Qui Dante troverà Beatrice ad ammirare il sole, egli ammira i suoi occhi e così
facendo inizia la sua trasumanazione spirituale. Questo fenomeno inspiegabile Dante
lo spiega attraverso una similitudine nei versi successivi: attribuisce questo fenomeno
a quello di Glauco, personaggio della mitologia greca che dopo aver mangiato delle
alghe si trasformò in una creatura marina inespiegabilmente. Proseguendo nei versi la
sensazione della trasumanazione disorienta il poeta, tanto da domandare a Beatrice
quale fosse il motivo di questa confusione, lei risponde che è dovuto al fatto che sta
entrando nel luogo per eccellenza in cui le leggi terresti non valgono e sono obsolete.
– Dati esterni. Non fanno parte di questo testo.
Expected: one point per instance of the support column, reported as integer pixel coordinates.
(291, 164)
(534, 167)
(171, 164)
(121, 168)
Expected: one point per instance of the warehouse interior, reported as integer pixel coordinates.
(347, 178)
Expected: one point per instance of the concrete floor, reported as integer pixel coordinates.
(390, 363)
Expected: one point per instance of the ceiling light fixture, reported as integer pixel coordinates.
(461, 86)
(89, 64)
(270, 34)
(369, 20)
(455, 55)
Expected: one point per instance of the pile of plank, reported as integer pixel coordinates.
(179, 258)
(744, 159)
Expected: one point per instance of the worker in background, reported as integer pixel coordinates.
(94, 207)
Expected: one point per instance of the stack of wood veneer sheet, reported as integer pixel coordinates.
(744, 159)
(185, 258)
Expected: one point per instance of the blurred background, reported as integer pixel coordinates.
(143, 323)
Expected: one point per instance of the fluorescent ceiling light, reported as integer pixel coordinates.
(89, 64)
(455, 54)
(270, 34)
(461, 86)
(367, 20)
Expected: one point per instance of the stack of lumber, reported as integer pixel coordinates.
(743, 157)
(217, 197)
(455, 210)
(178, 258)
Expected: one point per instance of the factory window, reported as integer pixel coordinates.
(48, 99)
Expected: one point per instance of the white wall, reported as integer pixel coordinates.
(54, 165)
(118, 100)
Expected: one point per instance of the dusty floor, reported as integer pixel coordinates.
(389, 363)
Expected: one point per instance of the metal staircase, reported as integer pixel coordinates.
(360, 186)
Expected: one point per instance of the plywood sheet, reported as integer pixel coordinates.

Quindi Dante si interroga sulla motivazione dell’ascesa al Paradiso, Beatrice lo fa
riflettere affermando che nell’universo tutte le cose sono ordinate verso la visio o
visione di Dio, quindi il poeta al posto di filosofare sul perché debba elevarsi a Dio, si
chiede il perché non debba avvicinarsi a lui. Durante la fine del canto il poeta ritorna
a guardare il sole e il cielo. È presente in questo canto una tematica molto importante
per gli studiosi, ovvero il topos dell’ineffabilità umana accennato nelle cantiche
precedenti. Dante in questo canto è impossibilitato nel mettere su carta ciò che ha
visto e provato, proprio per questo si aiuta di vari examotage, come la mitologia, le
tre croci e l’invocazione ad Apollo. In questo scopo sono molto importanti anche le
figure retoriche che il poeta usa, come anologie e similitudini. Il tema finale di questo
canto è sicuramente spiegare per filo e per segno l’ascesa degli uomini in paradiso.
Dante afferma che ogni persona, compresa egli stesso, riesce naturalmente ad elevarsi
in paradiso grazie alle leggi fisiche e metafisiche, ovvero la gravitaziojne spirituale,
affermando che il divino stabilisce in ogni realtà un fine raggiungibile dall’uomo.